About 50% of deaths from road traffic collisions occur within minutes at the scene or in transit and before arrival at hospital. For those patients who are taken to hospital, 15% of deaths occur within the first 4 hours after the crash, and 35% occur after 4 hours. Post-crash (trauma) care or trauma management refers to the initial medical treatment provided after a crash, whether it is administered at the scene, during the transportation to a medical centre or indeed subsequently. Effective post-crash care, including fast transport to the correct facility by qualified personnel, reduces the consequences of injury. Research indicates that reducing the time between the crash and the arrival of emergency medical services from 25 to 15 minutes could reduce deaths by one third and that systematised training of rescue and ambulance teams may reduce the extrication time of entrapped car and truck crash victims by 40-50%.

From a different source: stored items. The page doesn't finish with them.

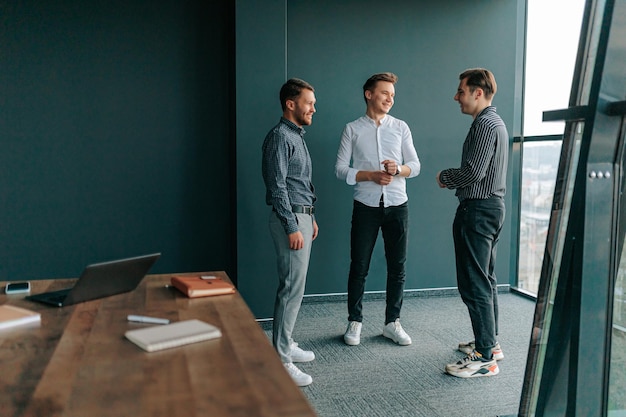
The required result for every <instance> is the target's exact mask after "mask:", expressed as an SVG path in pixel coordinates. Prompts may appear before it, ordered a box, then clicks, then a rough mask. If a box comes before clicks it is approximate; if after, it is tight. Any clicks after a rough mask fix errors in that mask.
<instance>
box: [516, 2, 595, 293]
mask: <svg viewBox="0 0 626 417" xmlns="http://www.w3.org/2000/svg"><path fill="white" fill-rule="evenodd" d="M527 4H528V20H527V22H528V23H527V30H526V42H527V44H526V72H525V77H526V78H525V82H524V130H523V132H524V140H525V142H524V143H523V145H522V146H523V148H522V158H523V160H522V189H521V195H520V201H521V212H520V241H519V269H518V284H517V286H518V288H519V289H521V290H523V291H525V292H528V293H530V294H537V290H538V285H539V276H540V274H541V265H542V262H543V251H544V248H545V240H546V232H547V230H548V222H549V218H550V208H551V205H552V197H553V193H554V184H555V179H556V173H557V169H558V165H559V157H560V150H561V143H560V142H561V141H560V140H557V141H555V140H548V141H532V142H531V141H529V140H530V139H531V138H532V137H533V136H549V135H563V130H564V128H565V123H564V122H545V123H544V122H542V119H543V112H544V111H548V110H558V109H565V108H567V107H569V98H570V91H571V88H572V77H573V74H574V67H575V63H576V55H577V52H578V40H579V37H580V28H581V23H582V18H583V11H584V6H585V0H528V3H527ZM555 21H558V22H559V25H558V27H555V24H554V22H555Z"/></svg>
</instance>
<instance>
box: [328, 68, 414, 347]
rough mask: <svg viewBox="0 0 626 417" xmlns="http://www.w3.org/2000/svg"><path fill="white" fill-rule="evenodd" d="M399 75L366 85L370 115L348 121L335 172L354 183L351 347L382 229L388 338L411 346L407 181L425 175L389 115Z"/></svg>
mask: <svg viewBox="0 0 626 417" xmlns="http://www.w3.org/2000/svg"><path fill="white" fill-rule="evenodd" d="M397 80H398V77H397V76H396V75H395V74H392V73H390V72H385V73H380V74H374V75H372V76H371V77H370V78H369V79H368V80H367V81H366V82H365V84H364V85H363V96H364V99H365V103H366V105H367V109H366V111H365V116H362V117H360V118H358V119H357V120H355V121H353V122H351V123H348V124H347V125H346V126H345V128H344V131H343V134H342V136H341V144H340V146H339V151H338V152H337V162H336V164H335V174H336V175H337V178H339V179H340V180H343V181H346V183H347V184H348V185H354V206H353V211H352V231H351V235H350V258H351V261H350V273H349V276H348V322H349V323H348V328H347V330H346V333H345V334H344V341H345V343H346V344H348V345H351V346H354V345H358V344H359V343H360V341H361V328H362V321H363V308H362V301H363V292H364V290H365V278H366V277H367V273H368V271H369V265H370V260H371V257H372V251H373V250H374V245H375V244H376V240H377V238H378V232H379V230H382V234H383V240H384V244H385V258H386V260H387V296H386V302H387V305H386V310H385V326H384V327H383V336H385V337H387V338H389V339H391V340H393V341H394V342H395V343H398V344H399V345H402V346H406V345H410V344H411V338H410V336H409V335H408V334H406V332H405V331H404V330H403V329H402V326H401V325H400V310H401V308H402V300H403V294H404V281H405V276H406V272H405V263H406V255H407V243H408V234H409V207H408V196H407V194H406V179H407V178H412V177H415V176H417V175H418V174H419V172H420V161H419V158H418V157H417V152H416V151H415V147H414V146H413V138H412V136H411V130H410V129H409V127H408V125H407V124H406V123H405V122H403V121H402V120H399V119H396V118H394V117H392V116H390V115H389V114H388V113H389V110H391V107H392V106H393V103H394V97H395V83H396V82H397Z"/></svg>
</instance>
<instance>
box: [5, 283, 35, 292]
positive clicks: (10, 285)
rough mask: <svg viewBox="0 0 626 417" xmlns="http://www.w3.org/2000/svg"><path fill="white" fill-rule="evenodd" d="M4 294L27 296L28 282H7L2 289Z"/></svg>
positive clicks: (29, 284)
mask: <svg viewBox="0 0 626 417" xmlns="http://www.w3.org/2000/svg"><path fill="white" fill-rule="evenodd" d="M4 292H5V294H28V293H30V282H9V283H8V284H7V286H6V287H4Z"/></svg>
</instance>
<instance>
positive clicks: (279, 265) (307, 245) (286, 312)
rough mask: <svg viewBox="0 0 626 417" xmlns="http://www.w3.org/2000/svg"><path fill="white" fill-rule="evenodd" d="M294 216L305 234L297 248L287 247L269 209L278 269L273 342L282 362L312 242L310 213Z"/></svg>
mask: <svg viewBox="0 0 626 417" xmlns="http://www.w3.org/2000/svg"><path fill="white" fill-rule="evenodd" d="M296 217H297V219H298V228H299V230H300V232H302V235H303V236H304V247H303V248H302V249H300V250H292V249H290V248H289V238H288V237H287V235H286V234H285V229H284V228H283V225H282V224H281V222H280V220H279V219H278V216H276V213H275V212H273V211H272V212H271V214H270V220H269V224H270V233H271V235H272V239H273V240H274V249H275V250H276V266H277V269H278V289H277V290H276V300H275V302H274V321H273V330H272V342H273V344H274V347H275V348H276V351H277V352H278V356H280V359H281V360H282V361H283V363H289V362H291V354H290V352H291V344H292V343H293V339H292V337H291V334H292V333H293V328H294V326H295V324H296V318H297V317H298V312H299V311H300V305H301V304H302V297H303V296H304V288H305V284H306V274H307V271H308V269H309V258H310V256H311V242H312V241H313V216H311V215H309V214H299V213H298V214H296Z"/></svg>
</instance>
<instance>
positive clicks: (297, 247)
mask: <svg viewBox="0 0 626 417" xmlns="http://www.w3.org/2000/svg"><path fill="white" fill-rule="evenodd" d="M288 237H289V249H291V250H300V249H302V248H303V247H304V236H302V232H301V231H299V230H298V231H297V232H293V233H290V234H289V235H288Z"/></svg>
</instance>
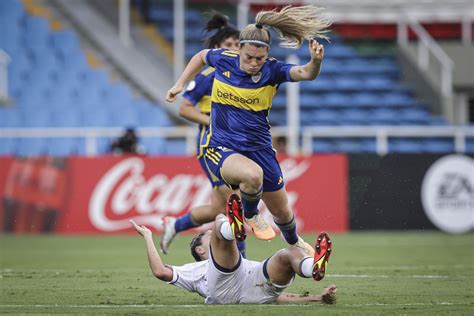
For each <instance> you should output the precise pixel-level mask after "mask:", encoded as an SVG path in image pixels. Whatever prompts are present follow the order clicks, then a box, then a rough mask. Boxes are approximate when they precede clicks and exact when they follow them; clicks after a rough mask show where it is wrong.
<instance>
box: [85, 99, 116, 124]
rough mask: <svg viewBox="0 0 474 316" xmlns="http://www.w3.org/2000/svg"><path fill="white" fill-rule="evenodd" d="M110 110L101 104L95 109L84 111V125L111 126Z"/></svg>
mask: <svg viewBox="0 0 474 316" xmlns="http://www.w3.org/2000/svg"><path fill="white" fill-rule="evenodd" d="M109 116H110V115H109V111H107V109H105V108H104V107H103V105H101V104H99V105H97V106H96V107H95V109H94V110H86V111H84V112H83V118H84V125H85V126H89V127H107V126H111V119H110V118H109Z"/></svg>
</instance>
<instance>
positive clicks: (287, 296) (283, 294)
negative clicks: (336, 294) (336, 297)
mask: <svg viewBox="0 0 474 316" xmlns="http://www.w3.org/2000/svg"><path fill="white" fill-rule="evenodd" d="M336 290H337V288H336V286H335V285H334V284H332V285H330V286H328V287H327V288H325V289H324V291H323V292H322V293H321V294H320V295H316V294H294V293H287V292H283V293H282V294H281V295H280V296H279V297H278V299H277V302H286V303H288V302H290V303H296V302H322V303H325V304H335V303H336Z"/></svg>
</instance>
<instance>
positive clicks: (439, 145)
mask: <svg viewBox="0 0 474 316" xmlns="http://www.w3.org/2000/svg"><path fill="white" fill-rule="evenodd" d="M423 151H424V152H428V153H450V152H454V141H453V139H439V138H433V139H426V140H424V141H423Z"/></svg>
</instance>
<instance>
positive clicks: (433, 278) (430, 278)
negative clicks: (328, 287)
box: [327, 274, 449, 279]
mask: <svg viewBox="0 0 474 316" xmlns="http://www.w3.org/2000/svg"><path fill="white" fill-rule="evenodd" d="M327 277H328V278H414V279H447V278H449V276H447V275H384V274H328V275H327Z"/></svg>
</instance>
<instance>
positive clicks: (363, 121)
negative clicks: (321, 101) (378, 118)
mask: <svg viewBox="0 0 474 316" xmlns="http://www.w3.org/2000/svg"><path fill="white" fill-rule="evenodd" d="M367 114H368V111H365V110H357V109H349V110H343V111H341V116H340V120H341V122H342V124H343V125H366V124H368V123H369V121H370V119H371V118H370V116H369V115H367Z"/></svg>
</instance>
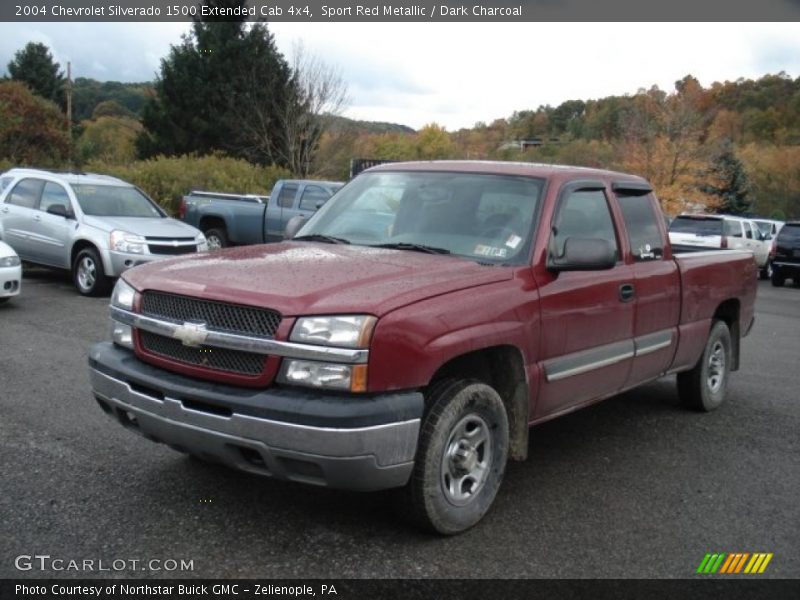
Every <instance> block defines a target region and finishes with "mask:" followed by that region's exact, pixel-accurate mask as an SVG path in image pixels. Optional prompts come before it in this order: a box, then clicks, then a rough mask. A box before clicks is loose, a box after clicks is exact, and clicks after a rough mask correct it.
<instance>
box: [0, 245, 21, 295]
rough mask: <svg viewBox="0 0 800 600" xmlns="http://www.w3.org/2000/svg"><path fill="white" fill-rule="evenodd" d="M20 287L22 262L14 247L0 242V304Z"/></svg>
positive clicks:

In this context, the Commission is closely monitoring the effects of the roll-out of eCall, the automated emergency call in the event of a crash.
A regards post-crash care, the Commission:
- is assessing the effect of eCall and will be evaluating the possible extension to other categories of vehicles (heavy goods vehicles, buses and coaches, motorcycles, and agricultural tractors);
- is facilitating closer contacts between road safety authorities and the health sector to assess further practical and research needs (e.g. how to improve on-scene diagnosis as well as communication systems and standards for emergency services, further develop rescue procedures, ensure matching injuries with qualified staff and appropriate medical facilities, how to transport injured persons to emergency facilities or medical care to accident sites more quickly, e.g. by drones).
As a result of the technical work of the Commission services with Member State experts, the following KPI is being used:
KPI for post-crash care: Time elapsed in minutes and seconds between the emergency call following a collision resulting in personal injury, and the arrival at the scene of the emergency services.